Tuesday, November 5, 2013

I'm back!

My "Fall Fever" left me this past week. I blame the drop in temperature and the gray skies. At any rate, I've gotten back to business.

The business at hand now is...deciding what to do next. Maybe my previous inertia had more to do with the fact that I finished "Riverbend" than the nice weather. I have sent it out to see what happens, which is a waiting game all writers are familiar with. No joke, some writers get a rejection slip years after they submitted a manuscript. The lucky ones can write back with the cheerful news that their book has been in print for some now, thank you very much.

No writer I know sits back and waits. The kind of inertia I experienced last week can wreck a career before it starts. Kristen Lamb blogged today that success comes only with hard work (which we know, or should know). She likens it to planting an orchard. No one plants a seed and expects a tree full of fruit the next day.

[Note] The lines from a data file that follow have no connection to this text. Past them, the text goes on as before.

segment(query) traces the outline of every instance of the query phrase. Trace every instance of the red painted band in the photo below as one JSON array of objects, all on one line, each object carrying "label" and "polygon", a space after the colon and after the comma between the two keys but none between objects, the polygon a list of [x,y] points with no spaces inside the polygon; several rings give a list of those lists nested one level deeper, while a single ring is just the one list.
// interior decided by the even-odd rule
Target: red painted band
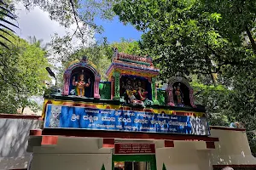
[{"label": "red painted band", "polygon": [[256,167],[256,165],[212,165],[212,167]]},{"label": "red painted band", "polygon": [[19,115],[19,114],[2,114],[0,113],[0,118],[4,119],[31,119],[31,120],[38,120],[41,118],[41,116],[36,115]]},{"label": "red painted band", "polygon": [[166,133],[130,133],[116,131],[99,131],[84,129],[62,129],[62,128],[44,128],[43,135],[61,135],[73,137],[96,137],[111,139],[166,139],[166,140],[201,140],[201,141],[218,141],[218,138],[184,134],[166,134]]}]

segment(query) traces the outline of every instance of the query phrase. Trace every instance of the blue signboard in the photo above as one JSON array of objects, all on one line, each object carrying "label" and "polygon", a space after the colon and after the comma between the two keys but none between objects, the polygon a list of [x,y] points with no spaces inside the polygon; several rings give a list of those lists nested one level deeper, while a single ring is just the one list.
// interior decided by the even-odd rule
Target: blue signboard
[{"label": "blue signboard", "polygon": [[206,117],[54,105],[44,128],[209,135]]}]

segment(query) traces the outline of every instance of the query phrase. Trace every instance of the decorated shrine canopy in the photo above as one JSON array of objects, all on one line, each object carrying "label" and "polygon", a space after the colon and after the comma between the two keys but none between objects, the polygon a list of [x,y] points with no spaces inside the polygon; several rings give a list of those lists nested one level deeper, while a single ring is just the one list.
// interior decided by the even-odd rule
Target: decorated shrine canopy
[{"label": "decorated shrine canopy", "polygon": [[119,53],[117,49],[112,59],[112,64],[107,71],[107,76],[111,79],[113,72],[121,75],[143,76],[148,79],[159,75],[160,70],[154,68],[152,58]]}]

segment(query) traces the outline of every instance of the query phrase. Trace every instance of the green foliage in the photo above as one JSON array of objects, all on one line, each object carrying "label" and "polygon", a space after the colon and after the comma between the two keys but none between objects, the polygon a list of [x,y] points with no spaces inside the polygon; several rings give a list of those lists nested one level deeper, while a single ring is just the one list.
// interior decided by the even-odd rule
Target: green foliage
[{"label": "green foliage", "polygon": [[15,45],[4,42],[10,49],[0,48],[0,112],[16,113],[17,109],[26,106],[37,109],[36,103],[29,98],[42,95],[44,82],[49,79],[46,53],[13,34],[4,36]]},{"label": "green foliage", "polygon": [[113,10],[144,32],[140,47],[154,56],[161,80],[177,72],[191,80],[212,125],[256,129],[255,1],[121,0]]},{"label": "green foliage", "polygon": [[[6,48],[9,48],[5,42],[9,42],[12,43],[9,38],[8,38],[7,36],[4,36],[4,34],[11,36],[14,37],[9,31],[15,32],[10,26],[18,26],[12,22],[9,21],[9,20],[15,20],[15,17],[12,14],[11,10],[9,9],[9,7],[7,3],[4,3],[3,1],[0,1],[0,46],[4,47]],[[7,30],[9,31],[7,31]]]},{"label": "green foliage", "polygon": [[162,170],[166,170],[165,163],[163,163],[163,168],[162,168]]},{"label": "green foliage", "polygon": [[102,164],[102,170],[105,170],[105,166]]}]

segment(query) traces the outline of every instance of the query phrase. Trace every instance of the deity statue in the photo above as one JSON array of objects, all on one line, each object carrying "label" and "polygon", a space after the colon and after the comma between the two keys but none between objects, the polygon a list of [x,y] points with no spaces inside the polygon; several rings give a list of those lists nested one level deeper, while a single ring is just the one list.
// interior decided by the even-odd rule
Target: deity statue
[{"label": "deity statue", "polygon": [[75,76],[73,79],[73,85],[76,87],[77,94],[80,97],[84,96],[84,88],[88,88],[90,84],[90,78],[88,78],[88,83],[84,82],[84,71],[82,71],[82,73],[79,76],[78,82],[75,82]]},{"label": "deity statue", "polygon": [[136,90],[140,100],[144,101],[147,99],[148,92],[142,88],[142,82],[140,80],[137,82]]},{"label": "deity statue", "polygon": [[182,91],[180,90],[180,83],[174,88],[175,89],[175,95],[177,97],[177,105],[178,106],[183,106],[183,94],[182,93]]}]

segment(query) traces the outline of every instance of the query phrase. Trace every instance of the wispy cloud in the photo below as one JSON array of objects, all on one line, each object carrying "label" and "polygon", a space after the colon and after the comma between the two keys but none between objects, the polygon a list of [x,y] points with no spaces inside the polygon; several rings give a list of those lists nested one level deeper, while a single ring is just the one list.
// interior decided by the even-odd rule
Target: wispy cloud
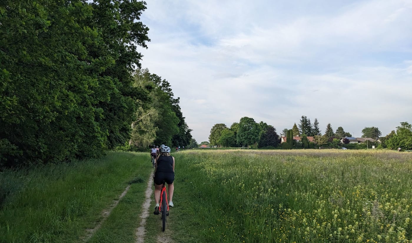
[{"label": "wispy cloud", "polygon": [[143,65],[170,82],[197,141],[245,116],[357,136],[412,122],[412,1],[272,2],[148,2]]}]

A writer is planting seeds every time she blogs, Tweets or leaves a post on Facebook. But, like the farmer, she should not expect her work to yield an instant crop...of readers, not peaches.

Until I read that, I was getting discouraged. The agent I pitched "Riverbend" to told me gently that historicals just aren't selling now.  The new big thing is erotica, which I won't touch. I'm not against it if that is what people enjoy, but I don't enjoy reading it and I don't think I would enjoy writing it. Or maybe I would, because I would be laughing at myself as I wrote.

I'm toying with an idea now, running it around in my brain, trying visualize the characters, wondering what kinds of stumbling blocks I put in their way as they journey toward their goals. And what are those goals? Do they even know, or do they think they want one thing when deep inside they really want another?

Yeah, I may look like I'm napping, but inside my head the wheels are turning, folks.

And, I'm still cultivating my orchard ( 3 trees full now!) I need only two more reviews for "Angels Unaware" before I can submit it to a newsletter that suggests titles to its readership. It's just another way to get it noticed, which is the hardest thing for a new writer to do. Unless she changes her name to Nora Roberts.

But I think that's unethical, if not illegal.

4 comments:

  1. I get "fall fever" any time of the year! smile. I haven't written much lately, but - like you - have many wheels turning. I did read Fifty Shades of Gray. OMG! Pure erotica! I couldn't write anything like that either and it's the last one I'll probably ever read! I don't know how it will become a movie unless it's Porn! Glad you are out of your "funk" and look forward to reading more from you.

    ReplyDelete
  2. I think historicals are coming back - so be ready to go when the market changes!

    ReplyDelete
  3. Sandy, Enjoyed reading your post. I like the metaphor of comparing writing to seeds in an orchard.